Peeking in at dance lessons in the rooms surrounding the school’s theatre my heart longs for a future lost to the mists of time, my own short-lived balletic career. Fittingly it’s NEBT’s second time in the Aud Jebsen Studio Theatre, considering their year-round charity work nurturing young dancers, choreographers, musicians, and designers. The potent whiff of scholastic rigor makes up for the simplicity of the large black box theatre.

Four pieces are arranged around the ideas of loss and love and fluctuate greatly in their effectiveness and relevance to the war dead of the last 102 years. What doesn’t fluctuate is the dedication of all involved. Rare is it for classical ballet to be so close. Being able to hear the exertion, and almost reaching out to touch the dancers brings a reality to this dreamy genre.

Jenna Lee’s abstract and thematically diverse take on Antonio Vivaldi’s Four Seasons closes the evening and is by far the highlight. Finishing on renewal, rotation and regrowth is the optimistic note we all need as the current European war rages.

April Dalton’s costumes are playful in their interpretation of each season, clothing the characteristic choreography of Lee. The expected net and flowers flutter with the light hopefulness of spring. Shifting into a rather raunchy spandex summer affair that wouldn’t be out of place in a trip to Torture Garden (if you don’t know don’t google). Autumns brown leaves have kick and bounce as they fall gracefully to the floor, a touch mournfully morphing into winter’s icy frosting of lace, leg work, lifts, and cold hard precision (although giving us a little too much Disney’s Frozen). Andrew Ellis’s lights do their best with the polished black stage and both work hard to transport us out of Battersea.

Dylan Springer and Natalia Kerner in particular give hedonistic flair, sass, and sparkle and stand out in the solstitial section. Peppered throughout with dextrous Pas de deux all involved corporally inhabit each season, highlighting dance’s penchant for physicalising the nebulous.

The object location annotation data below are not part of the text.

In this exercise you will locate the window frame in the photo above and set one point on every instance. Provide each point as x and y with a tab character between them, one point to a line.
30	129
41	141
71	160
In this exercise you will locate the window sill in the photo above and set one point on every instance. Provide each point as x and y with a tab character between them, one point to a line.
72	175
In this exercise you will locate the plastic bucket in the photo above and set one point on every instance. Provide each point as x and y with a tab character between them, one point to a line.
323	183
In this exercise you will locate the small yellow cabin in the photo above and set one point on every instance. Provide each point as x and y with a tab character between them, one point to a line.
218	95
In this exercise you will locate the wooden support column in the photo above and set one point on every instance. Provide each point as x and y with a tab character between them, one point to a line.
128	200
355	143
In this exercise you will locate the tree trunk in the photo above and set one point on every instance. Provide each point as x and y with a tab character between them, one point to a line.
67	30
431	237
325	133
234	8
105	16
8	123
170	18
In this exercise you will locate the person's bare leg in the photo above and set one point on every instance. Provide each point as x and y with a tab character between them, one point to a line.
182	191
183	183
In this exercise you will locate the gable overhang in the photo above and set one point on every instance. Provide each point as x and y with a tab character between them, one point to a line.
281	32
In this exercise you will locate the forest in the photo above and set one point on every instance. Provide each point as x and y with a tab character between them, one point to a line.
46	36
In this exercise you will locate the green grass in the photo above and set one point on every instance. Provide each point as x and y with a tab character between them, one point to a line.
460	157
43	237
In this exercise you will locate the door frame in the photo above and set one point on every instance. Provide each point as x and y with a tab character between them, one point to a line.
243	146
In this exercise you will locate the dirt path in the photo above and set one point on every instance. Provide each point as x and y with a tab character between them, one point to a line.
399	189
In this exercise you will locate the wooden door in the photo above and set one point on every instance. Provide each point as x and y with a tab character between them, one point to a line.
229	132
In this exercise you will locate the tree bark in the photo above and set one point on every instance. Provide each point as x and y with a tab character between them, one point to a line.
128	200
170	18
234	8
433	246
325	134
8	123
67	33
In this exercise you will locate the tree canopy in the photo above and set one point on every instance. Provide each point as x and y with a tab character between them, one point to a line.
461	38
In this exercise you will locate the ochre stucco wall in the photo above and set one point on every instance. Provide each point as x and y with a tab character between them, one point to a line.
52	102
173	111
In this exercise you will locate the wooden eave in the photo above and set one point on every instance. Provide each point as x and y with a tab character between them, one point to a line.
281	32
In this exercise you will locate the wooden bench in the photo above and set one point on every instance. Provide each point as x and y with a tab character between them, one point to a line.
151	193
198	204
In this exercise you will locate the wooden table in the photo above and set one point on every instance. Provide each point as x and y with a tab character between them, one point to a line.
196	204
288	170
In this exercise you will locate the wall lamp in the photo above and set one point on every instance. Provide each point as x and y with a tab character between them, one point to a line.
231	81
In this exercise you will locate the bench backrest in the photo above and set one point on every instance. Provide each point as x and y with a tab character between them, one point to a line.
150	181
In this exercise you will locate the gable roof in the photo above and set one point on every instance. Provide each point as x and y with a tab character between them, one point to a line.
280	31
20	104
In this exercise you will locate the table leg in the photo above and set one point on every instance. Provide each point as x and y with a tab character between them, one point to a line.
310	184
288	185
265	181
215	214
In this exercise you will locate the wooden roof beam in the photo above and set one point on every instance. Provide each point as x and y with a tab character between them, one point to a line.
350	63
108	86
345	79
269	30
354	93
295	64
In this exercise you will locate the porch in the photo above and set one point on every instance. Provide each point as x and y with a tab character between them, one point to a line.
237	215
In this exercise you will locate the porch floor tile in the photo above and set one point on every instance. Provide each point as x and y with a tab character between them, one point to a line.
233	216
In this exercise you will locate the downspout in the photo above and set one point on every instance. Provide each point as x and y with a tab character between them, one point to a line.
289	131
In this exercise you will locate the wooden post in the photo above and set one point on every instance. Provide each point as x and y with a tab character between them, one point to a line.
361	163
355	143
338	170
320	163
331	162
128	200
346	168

Nocturne is at the other end of the evening with Genevieve Heron and Aitor Viscarolasaga Lopez in a subtle Pas de deux. Both in hues of blues, Daniela Cardim’s choreography asks for a constant falling and gathering, from floorwork to soft lifts. Like weeping willow trees, they billow up again, collapsing into each other’s arms, fingers dipped into the black waters of the floor. A touching sentiment to commitment and connection.

Following this is the most obviously themed work, an extract from Wayne Eagling’s ballet Remembrance. To George Frideric Handel’s Ode for St Cecilia’s Day, the aim of the piece is valiant. Focusing on the life of dancer Marie Rambert, during her marriage to Ashley Duke during the armistice year (1918).

There is a reason that music, instead of movement normally dominates the Remembrance programs. Dance’s strength lies more in the experimental, ephemeral exploration of ideas. With that in mind, this piece is uncomfortably melodramatic, with pantomime faces of mourning, and overtly literal projections onto the back wall. Thematic stumbles ensue when choreography is asked to craft such a clear narrative, requiring more intricacy than is available.

Re(current) is next, choreographed by Matthew Ball, a Pas de deux with himself and fellow Royal Ballet Principal dancer Mayara Magri. Magnificently executed by the seasoned professionals this is a treat. Topless and with flowing Japanese-style trousers Ball lifts Magri easily like a bag of feathers. They flux in and out of separate spots, using the barrenness of the stage to their advantage. Layering around one another, but always at angles, the building of Jean Sibelius’s Laetare Anima Mea pulls them both into a shared spot. Winding their bodies into wreathed patterns of extremities, Ball is a choreographer with a sharp mind. Despite its sober note, the visual sensuality of the work feels like an odd choice, following Eagling’s War Women Waiting.

NEBT exhibits an evening of new talent and established ability within dance. Covering a tough subject such as war on top of that proves to be over-ambitious. However, to see students in the classrooms, and the young and hopeful cavorting across the stage is its own statement. A statement of belief in the future, of the importance of art, community, and togetherness. A lasting memory that at its core couldn’t be a more fitting remembrance.